The most valuable piece of marble in the United States is said to rest in the rotunda of the Virginia State Capitol in Richmond, Va.

Jean-Antoine Houdon’s sculpture of George Washington, completed in the early 1790s, is insured for $50 million.

Carved from Carrara marble, it depicts a life-sized Washington. Standing 6-foot-2-1/2 inches, Washington’s right hand is on a cane while his left arm rests on a fasces, on which is slung his cape and sword. At Washington’s back is a plow.

He is shown wearing his military uniform; Washington wished to be depicted in contemporary attire, rather than that of antiquity popular in Neo-classical sculpture.

Chief Justice John Marshall, a contemporary of Washington, said of Houdon’s work, “Nothing in bronze or stone could be a more perfect image than this statue of the living Washington.”

The statue is so realistic that Washington’s uniform is shown missing a button toward the bottom of his waistcoat, just as his real-life uniform appeared at the time.

“Houdon’s statue alludes to the similarities between Washington and the ancient Roman General Cincinnatus who, when Rome no longer needed him, gave up his military power and returned to the simple life of a farmer,” according to the website of Virginia General Assembly. “The artist carefully balanced the military and civilian elements of Washington’s career: his sword is by his side, and he rests his left hand on a fasces (a bundle of rods, which was a Roman symbol of power), but he carries a civilian walking cane and stands next to a plow.

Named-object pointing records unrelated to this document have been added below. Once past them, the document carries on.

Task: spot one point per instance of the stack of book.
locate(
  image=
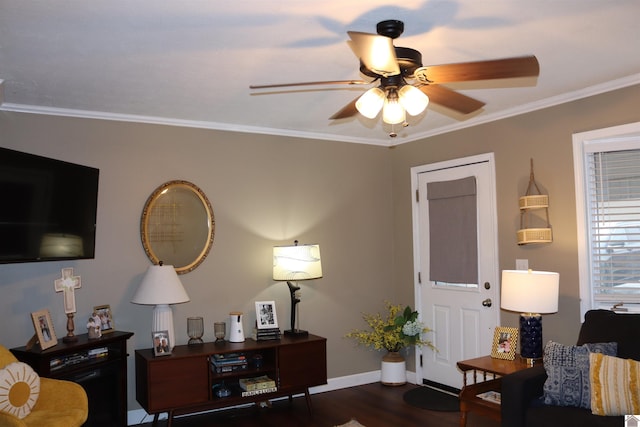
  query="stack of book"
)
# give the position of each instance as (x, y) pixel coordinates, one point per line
(257, 385)
(230, 362)
(266, 334)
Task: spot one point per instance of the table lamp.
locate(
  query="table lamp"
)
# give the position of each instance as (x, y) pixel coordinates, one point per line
(293, 264)
(161, 286)
(531, 293)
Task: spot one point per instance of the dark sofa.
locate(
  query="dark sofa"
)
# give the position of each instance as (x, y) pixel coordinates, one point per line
(522, 391)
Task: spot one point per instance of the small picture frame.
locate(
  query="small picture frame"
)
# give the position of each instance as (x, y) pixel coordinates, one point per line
(266, 317)
(505, 341)
(44, 329)
(107, 324)
(161, 344)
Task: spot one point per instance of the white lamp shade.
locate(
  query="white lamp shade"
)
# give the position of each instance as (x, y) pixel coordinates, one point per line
(160, 285)
(392, 112)
(295, 263)
(528, 291)
(371, 102)
(413, 99)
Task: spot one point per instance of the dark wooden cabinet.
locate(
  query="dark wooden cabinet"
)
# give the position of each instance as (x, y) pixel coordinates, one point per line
(184, 381)
(99, 366)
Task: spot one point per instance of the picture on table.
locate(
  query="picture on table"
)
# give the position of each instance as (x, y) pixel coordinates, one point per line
(505, 341)
(44, 329)
(161, 344)
(266, 314)
(106, 318)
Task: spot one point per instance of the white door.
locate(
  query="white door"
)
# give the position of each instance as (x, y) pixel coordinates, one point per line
(463, 316)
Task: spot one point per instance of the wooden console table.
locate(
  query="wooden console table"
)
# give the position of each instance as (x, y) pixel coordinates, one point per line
(490, 370)
(183, 382)
(98, 365)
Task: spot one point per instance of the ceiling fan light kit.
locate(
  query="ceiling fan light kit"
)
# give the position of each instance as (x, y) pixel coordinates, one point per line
(406, 86)
(371, 102)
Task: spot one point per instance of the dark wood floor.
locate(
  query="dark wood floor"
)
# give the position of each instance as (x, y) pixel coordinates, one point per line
(373, 405)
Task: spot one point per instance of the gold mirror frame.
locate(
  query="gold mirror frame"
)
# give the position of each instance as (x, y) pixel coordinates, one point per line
(177, 226)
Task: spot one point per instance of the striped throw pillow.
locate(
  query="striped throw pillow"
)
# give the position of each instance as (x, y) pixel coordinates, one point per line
(615, 385)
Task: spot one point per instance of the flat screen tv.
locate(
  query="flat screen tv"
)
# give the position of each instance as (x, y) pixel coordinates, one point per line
(48, 208)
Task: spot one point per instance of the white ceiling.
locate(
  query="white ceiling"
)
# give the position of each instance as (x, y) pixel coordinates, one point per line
(191, 62)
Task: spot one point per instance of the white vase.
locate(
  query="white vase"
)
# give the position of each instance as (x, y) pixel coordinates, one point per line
(393, 369)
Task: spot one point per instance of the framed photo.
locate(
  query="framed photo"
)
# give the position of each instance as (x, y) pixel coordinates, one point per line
(106, 318)
(44, 329)
(266, 314)
(161, 344)
(505, 341)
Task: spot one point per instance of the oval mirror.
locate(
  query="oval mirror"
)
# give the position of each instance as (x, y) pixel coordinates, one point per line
(177, 226)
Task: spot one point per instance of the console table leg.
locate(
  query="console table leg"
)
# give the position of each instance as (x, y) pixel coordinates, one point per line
(463, 418)
(308, 397)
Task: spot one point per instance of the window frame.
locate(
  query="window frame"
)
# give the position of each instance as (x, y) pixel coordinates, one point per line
(623, 137)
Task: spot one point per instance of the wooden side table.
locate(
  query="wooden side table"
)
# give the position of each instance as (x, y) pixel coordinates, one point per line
(490, 371)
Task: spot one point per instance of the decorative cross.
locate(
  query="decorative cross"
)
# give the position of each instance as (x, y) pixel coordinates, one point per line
(67, 284)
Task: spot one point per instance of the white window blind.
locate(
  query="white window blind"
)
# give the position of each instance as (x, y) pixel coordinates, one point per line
(607, 177)
(614, 212)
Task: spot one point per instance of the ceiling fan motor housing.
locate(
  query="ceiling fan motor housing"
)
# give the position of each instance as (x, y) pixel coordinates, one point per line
(391, 28)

“Washington wears his Revolutionary uniform, but his head is uncovered and his facial expression is fatherly,” the site continued. “Houdon’s monument to America’s foremost hero recalls Washington’s life as a soldier, statesman, and virtuous private citizen.”

Copy of Houdon's statue of Washington, done in bronze, showing walking cane broken off by Union troops in 1865.

Copy of Houdon’s statue of Washington, done in bronze, showing walking cane broken off by Union troops in 1865.

The statue came about shortly after the end of the American Revolution. In 1784, the Virginia General Assembly commissioned a statue of Washington, its most famous native son.

Responsibility for selecting an artist fell to Thomas Jefferson, then-ambassador to France, who together with Benjamin Franklin recommended that Houdon, the most famous sculptor of the day, execute the work.

Houdon agreed to travel to the United States to work directly with Washington.

In October 1785, Houdon, along with three assistants, stayed at Washington’s plantation Mount Vernon, taking detailed measurements of Washington’s arms, legs, hands and chest and making a life mask of his face, according to the 1911 work Memoirs of the life and works of Jean Antoine Houdon: the sculptor of Voltaire and of Washington.

Houdon, who would create his masterpiece in his native land, was back in France by year-end.

The 18-ton work was completed in the early 1790s, even though it is inscribed with the date 1788. It was delivered to Richmond in 1796 and placed in the rotunda on May 14, 1796.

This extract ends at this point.